I'm running Apache Airflow 1.10.0 and I want to take advantage of the new timezone aware Dag feature. I must admit that the Airflow scheduler is a bit confusing and I'm not quite sure how to accomplish what I'm trying to do. I am trying to define a Dag that will run at 5 past midnight (Eastern time) every day.
So far I've tried defining the Dag with a timezone aware start_date using Pendulum. My schedule interval is timedelta(days=1). For some reason this has resulted in runs at seemingly odd times 12:00, etc.
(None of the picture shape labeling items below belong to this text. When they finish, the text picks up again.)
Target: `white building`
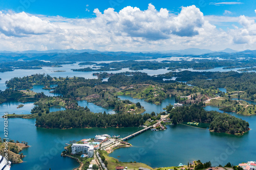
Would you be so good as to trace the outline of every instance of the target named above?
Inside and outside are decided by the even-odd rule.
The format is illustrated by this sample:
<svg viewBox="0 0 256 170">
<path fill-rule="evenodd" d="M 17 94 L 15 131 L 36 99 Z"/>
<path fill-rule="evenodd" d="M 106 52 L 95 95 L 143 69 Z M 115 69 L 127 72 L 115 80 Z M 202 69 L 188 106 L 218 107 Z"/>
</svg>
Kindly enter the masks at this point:
<svg viewBox="0 0 256 170">
<path fill-rule="evenodd" d="M 182 104 L 180 103 L 175 103 L 174 104 L 174 108 L 177 107 L 182 107 Z"/>
<path fill-rule="evenodd" d="M 104 134 L 101 135 L 96 135 L 95 136 L 95 140 L 101 140 L 103 141 L 106 138 L 110 138 L 111 136 L 108 134 Z"/>
<path fill-rule="evenodd" d="M 88 155 L 89 157 L 93 157 L 94 155 L 94 147 L 92 145 L 88 143 L 85 144 L 77 144 L 74 143 L 71 147 L 71 153 L 76 154 L 77 153 L 81 153 Z"/>
<path fill-rule="evenodd" d="M 96 135 L 95 136 L 95 139 L 98 140 L 98 138 L 101 137 L 101 135 Z"/>
</svg>

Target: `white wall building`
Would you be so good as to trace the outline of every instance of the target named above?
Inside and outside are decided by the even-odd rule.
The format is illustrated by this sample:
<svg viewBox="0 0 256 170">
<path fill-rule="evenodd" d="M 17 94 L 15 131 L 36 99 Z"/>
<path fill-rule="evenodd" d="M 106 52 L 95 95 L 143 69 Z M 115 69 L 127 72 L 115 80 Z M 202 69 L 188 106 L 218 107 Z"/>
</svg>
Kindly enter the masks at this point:
<svg viewBox="0 0 256 170">
<path fill-rule="evenodd" d="M 180 103 L 175 103 L 174 104 L 174 108 L 177 107 L 182 107 L 182 104 Z"/>
<path fill-rule="evenodd" d="M 88 155 L 89 157 L 93 157 L 94 146 L 88 143 L 77 144 L 74 143 L 71 147 L 71 153 L 76 154 L 81 152 L 83 154 Z"/>
</svg>

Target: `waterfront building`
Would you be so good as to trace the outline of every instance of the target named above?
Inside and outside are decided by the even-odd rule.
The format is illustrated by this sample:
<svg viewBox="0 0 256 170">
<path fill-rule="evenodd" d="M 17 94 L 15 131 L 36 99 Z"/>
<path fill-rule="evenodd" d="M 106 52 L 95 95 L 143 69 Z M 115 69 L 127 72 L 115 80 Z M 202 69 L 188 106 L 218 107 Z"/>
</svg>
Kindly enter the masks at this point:
<svg viewBox="0 0 256 170">
<path fill-rule="evenodd" d="M 116 166 L 116 170 L 123 170 L 123 166 Z"/>
<path fill-rule="evenodd" d="M 6 159 L 2 156 L 0 155 L 0 169 L 10 170 L 11 168 L 10 161 L 6 161 Z"/>
<path fill-rule="evenodd" d="M 74 143 L 71 147 L 71 153 L 76 154 L 79 153 L 86 154 L 89 157 L 92 157 L 94 155 L 94 147 L 92 145 L 85 144 Z"/>
<path fill-rule="evenodd" d="M 139 167 L 139 170 L 151 170 L 151 169 L 145 167 Z"/>
</svg>

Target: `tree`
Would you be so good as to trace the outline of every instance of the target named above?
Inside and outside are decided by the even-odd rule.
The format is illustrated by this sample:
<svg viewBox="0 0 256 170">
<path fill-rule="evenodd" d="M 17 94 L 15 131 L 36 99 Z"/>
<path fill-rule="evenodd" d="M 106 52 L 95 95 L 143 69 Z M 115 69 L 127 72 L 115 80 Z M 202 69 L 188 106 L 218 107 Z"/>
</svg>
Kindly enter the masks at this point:
<svg viewBox="0 0 256 170">
<path fill-rule="evenodd" d="M 174 125 L 177 125 L 178 123 L 177 122 L 177 117 L 176 115 L 173 116 L 173 124 Z"/>
<path fill-rule="evenodd" d="M 99 166 L 98 166 L 96 164 L 93 164 L 93 170 L 97 170 L 99 168 Z"/>
<path fill-rule="evenodd" d="M 140 103 L 139 102 L 136 103 L 136 106 L 139 108 L 140 108 L 141 107 L 141 105 L 140 105 Z"/>
<path fill-rule="evenodd" d="M 155 113 L 155 112 L 152 112 L 150 115 L 151 115 L 151 116 L 155 116 L 156 113 Z"/>
<path fill-rule="evenodd" d="M 230 162 L 228 162 L 226 165 L 225 165 L 225 167 L 232 167 L 232 165 L 231 165 Z"/>
</svg>

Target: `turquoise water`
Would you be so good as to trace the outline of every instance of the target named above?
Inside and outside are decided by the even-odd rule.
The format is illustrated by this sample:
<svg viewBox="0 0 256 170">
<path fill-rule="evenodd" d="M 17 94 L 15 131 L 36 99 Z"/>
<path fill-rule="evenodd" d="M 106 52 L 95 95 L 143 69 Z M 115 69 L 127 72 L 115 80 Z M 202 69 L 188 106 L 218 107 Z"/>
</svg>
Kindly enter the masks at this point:
<svg viewBox="0 0 256 170">
<path fill-rule="evenodd" d="M 1 113 L 2 116 L 3 113 Z M 4 119 L 0 122 L 0 127 L 4 127 Z M 47 129 L 35 126 L 35 119 L 9 119 L 9 138 L 14 140 L 25 141 L 31 147 L 22 151 L 26 156 L 24 162 L 12 164 L 12 170 L 49 169 L 70 170 L 79 164 L 72 159 L 60 156 L 66 143 L 70 141 L 95 137 L 96 135 L 109 135 L 126 136 L 141 129 L 138 127 L 127 128 L 91 128 L 72 129 Z M 4 128 L 0 129 L 1 137 Z"/>
<path fill-rule="evenodd" d="M 245 101 L 245 102 L 247 102 L 249 104 L 253 104 L 253 105 L 256 105 L 256 102 L 254 102 L 254 101 L 247 101 L 247 100 L 243 100 L 243 99 L 239 99 L 239 100 L 237 98 L 232 98 L 231 100 L 236 100 L 236 101 L 237 101 L 237 100 L 244 101 Z"/>
<path fill-rule="evenodd" d="M 205 110 L 219 111 L 218 107 L 211 106 Z M 147 131 L 128 140 L 133 147 L 119 149 L 110 156 L 121 161 L 136 161 L 153 167 L 186 164 L 198 159 L 204 162 L 210 160 L 214 165 L 255 160 L 256 116 L 230 114 L 248 121 L 252 130 L 237 136 L 183 125 L 168 126 L 165 131 Z"/>
<path fill-rule="evenodd" d="M 156 105 L 153 103 L 147 103 L 144 101 L 144 99 L 133 99 L 130 95 L 119 95 L 118 98 L 121 100 L 129 100 L 129 101 L 136 103 L 139 102 L 141 106 L 144 107 L 144 108 L 146 110 L 143 113 L 151 113 L 152 112 L 155 112 L 155 113 L 160 113 L 161 112 L 164 111 L 163 108 L 166 107 L 169 104 L 171 104 L 172 105 L 175 103 L 175 98 L 174 97 L 168 98 L 162 102 L 162 103 L 160 105 Z"/>
<path fill-rule="evenodd" d="M 132 100 L 130 96 L 124 97 L 125 99 Z M 153 111 L 157 112 L 157 110 L 161 110 L 162 107 L 166 106 L 167 103 L 174 101 L 171 98 L 164 101 L 163 106 L 157 106 L 146 103 L 143 100 L 137 100 L 133 102 L 140 102 L 148 112 Z M 144 105 L 145 104 L 147 105 Z M 13 104 L 12 107 L 16 106 L 15 103 Z M 3 111 L 5 108 L 2 108 L 2 109 L 1 110 Z M 214 106 L 207 106 L 205 109 L 219 111 L 218 107 Z M 26 111 L 30 112 L 30 110 Z M 254 142 L 256 140 L 256 116 L 247 117 L 234 113 L 230 114 L 248 121 L 252 130 L 242 136 L 236 136 L 225 133 L 211 133 L 207 130 L 182 125 L 169 126 L 166 130 L 147 131 L 128 140 L 133 147 L 115 150 L 110 156 L 122 161 L 136 161 L 145 163 L 153 167 L 178 165 L 180 163 L 185 164 L 188 161 L 197 159 L 203 162 L 211 160 L 212 163 L 218 165 L 225 164 L 229 161 L 237 164 L 256 159 Z M 0 113 L 1 116 L 3 115 L 3 113 Z M 71 169 L 78 164 L 74 160 L 60 156 L 63 143 L 73 140 L 94 137 L 101 134 L 109 134 L 111 136 L 120 135 L 124 137 L 140 129 L 138 127 L 46 129 L 36 127 L 35 121 L 34 119 L 9 119 L 9 138 L 14 140 L 26 141 L 31 145 L 22 152 L 27 155 L 24 158 L 25 162 L 13 164 L 12 169 L 33 169 L 33 166 L 36 167 L 37 164 L 41 169 L 49 169 L 49 168 L 56 170 Z M 0 127 L 3 126 L 3 119 L 0 122 Z M 3 134 L 3 131 L 0 129 L 0 134 Z M 0 136 L 2 137 L 3 136 Z M 233 144 L 233 142 L 236 147 L 235 151 L 231 154 L 227 155 L 226 150 L 229 148 L 230 144 Z M 246 154 L 244 154 L 245 152 Z M 222 157 L 226 155 L 226 159 Z M 215 157 L 221 157 L 222 159 L 217 161 L 214 160 Z"/>
<path fill-rule="evenodd" d="M 174 60 L 175 58 L 171 58 L 170 60 Z M 162 60 L 165 60 L 165 58 L 161 58 L 159 60 L 156 59 L 154 60 L 162 61 Z M 117 61 L 97 61 L 97 63 L 109 63 L 111 62 Z M 4 90 L 6 88 L 6 86 L 5 85 L 5 82 L 6 81 L 9 80 L 12 78 L 18 77 L 23 77 L 24 76 L 27 76 L 28 75 L 31 75 L 36 74 L 45 74 L 46 75 L 49 75 L 52 77 L 72 77 L 74 76 L 84 77 L 87 79 L 97 79 L 97 76 L 93 76 L 92 75 L 94 72 L 97 72 L 95 71 L 92 72 L 80 72 L 80 71 L 73 71 L 72 69 L 77 69 L 87 67 L 93 67 L 94 65 L 84 65 L 82 67 L 79 67 L 78 64 L 80 62 L 77 62 L 74 64 L 65 64 L 62 65 L 62 67 L 42 67 L 42 69 L 15 69 L 13 71 L 8 71 L 5 72 L 0 72 L 0 78 L 2 79 L 0 80 L 0 90 Z M 177 71 L 182 71 L 183 70 L 189 70 L 191 71 L 237 71 L 238 69 L 242 69 L 244 68 L 237 68 L 233 69 L 223 69 L 223 67 L 216 67 L 213 69 L 208 69 L 208 70 L 194 70 L 193 68 L 188 69 L 181 69 L 181 70 Z M 154 76 L 160 74 L 164 74 L 166 72 L 171 71 L 171 70 L 167 70 L 167 68 L 165 69 L 159 69 L 156 70 L 149 70 L 144 69 L 143 70 L 137 70 L 137 71 L 141 71 L 143 72 L 147 73 L 148 75 Z M 57 70 L 64 70 L 65 72 L 54 72 L 54 71 Z M 122 68 L 120 70 L 118 71 L 104 71 L 108 73 L 118 73 L 125 71 L 131 71 L 128 68 Z M 105 81 L 106 79 L 104 79 Z"/>
<path fill-rule="evenodd" d="M 87 67 L 88 66 L 84 66 Z M 6 88 L 5 82 L 10 79 L 17 77 L 23 77 L 36 73 L 49 74 L 52 77 L 82 77 L 94 79 L 97 77 L 92 76 L 94 72 L 73 71 L 71 69 L 83 68 L 79 67 L 78 63 L 72 65 L 64 65 L 63 67 L 43 67 L 39 70 L 15 70 L 13 71 L 0 73 L 0 89 Z M 215 68 L 207 70 L 208 71 L 227 71 L 237 70 L 238 69 L 223 69 L 222 67 Z M 54 70 L 63 70 L 66 72 L 54 72 Z M 182 69 L 194 71 L 192 69 Z M 121 70 L 106 71 L 108 72 L 120 72 L 130 71 L 128 68 Z M 167 69 L 157 70 L 144 69 L 139 70 L 146 72 L 150 75 L 162 74 L 169 72 Z M 56 95 L 49 93 L 48 90 L 42 89 L 42 86 L 34 86 L 33 90 L 36 92 L 43 91 L 45 94 Z M 52 96 L 52 95 L 51 95 Z M 143 100 L 132 98 L 129 96 L 120 96 L 122 100 L 129 99 L 134 103 L 139 102 L 146 109 L 144 112 L 151 113 L 154 111 L 159 113 L 163 111 L 162 108 L 169 103 L 175 103 L 173 98 L 169 98 L 160 105 L 148 103 Z M 19 104 L 18 102 L 10 102 L 0 105 L 0 116 L 4 112 L 8 111 L 10 114 L 28 114 L 34 107 L 33 102 L 25 103 L 23 108 L 16 109 Z M 86 101 L 78 101 L 81 106 L 88 106 L 92 111 L 95 112 L 106 112 L 109 114 L 114 113 L 112 108 L 102 108 Z M 61 107 L 54 106 L 50 108 L 50 111 L 62 110 Z M 206 110 L 218 110 L 218 107 L 207 106 Z M 224 133 L 209 132 L 207 130 L 198 129 L 185 125 L 168 126 L 165 131 L 147 131 L 135 137 L 128 140 L 134 147 L 129 148 L 121 148 L 115 150 L 111 156 L 122 161 L 136 161 L 148 164 L 152 167 L 161 167 L 169 165 L 178 165 L 180 163 L 186 164 L 188 161 L 200 159 L 202 162 L 211 160 L 214 165 L 221 164 L 224 165 L 227 162 L 237 164 L 242 162 L 256 160 L 256 116 L 249 117 L 238 115 L 234 113 L 230 114 L 242 118 L 250 123 L 252 129 L 242 136 L 236 136 Z M 4 126 L 4 119 L 0 119 L 0 127 Z M 46 129 L 38 128 L 35 126 L 34 119 L 27 119 L 13 118 L 9 120 L 9 138 L 14 140 L 28 142 L 31 147 L 25 149 L 22 152 L 27 155 L 24 162 L 18 164 L 12 164 L 12 169 L 72 169 L 77 166 L 78 163 L 69 158 L 61 157 L 65 143 L 73 140 L 79 140 L 89 137 L 94 137 L 96 135 L 109 134 L 111 136 L 120 135 L 121 137 L 127 136 L 140 129 L 138 127 L 125 128 L 91 128 L 72 129 L 68 130 Z M 3 138 L 3 128 L 0 128 L 0 137 Z M 234 142 L 234 143 L 233 143 Z M 235 147 L 231 148 L 230 144 L 234 144 Z M 238 148 L 237 147 L 238 146 Z M 227 153 L 228 151 L 228 153 Z M 232 152 L 232 153 L 231 153 Z M 120 156 L 120 157 L 119 157 Z M 215 160 L 219 158 L 219 160 Z"/>
<path fill-rule="evenodd" d="M 18 105 L 24 105 L 23 107 L 17 108 Z M 34 108 L 34 102 L 22 103 L 18 101 L 10 101 L 0 104 L 1 112 L 8 112 L 9 114 L 30 114 L 31 109 Z"/>
</svg>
My current Dag definition:
...
dag_tz = pendulum.timezone('US/Eastern')
default_args = {
'owner': 'airflow',
'email': '<email_address>',
'email_on_failure': True,
'email_on_retry': True,
'retries': 3,
'depends_on_past': False,
'retry_delay': timedelta(minutes=5),
'provide_context': True,
'start_date': datetime(2019, 5, 1, tzinfo=dag_tz)
}
dag = DAG('my_dag_id', default_args=default_args,
catchup=False, schedule_interval=timedelta(days=1))
...
What I'd like is for the Dag to run at the same time each day. I've seen that I can use a cron expression for schedule_interval but that's confusing as well because I'm not sure if I need to include my UTC offset in the cron expression or if the fact that the Dag is timzeone aware will take care of this.
For example, should my schedule_interval be 05 04 * * * or 05 00 * * * or something else entirely?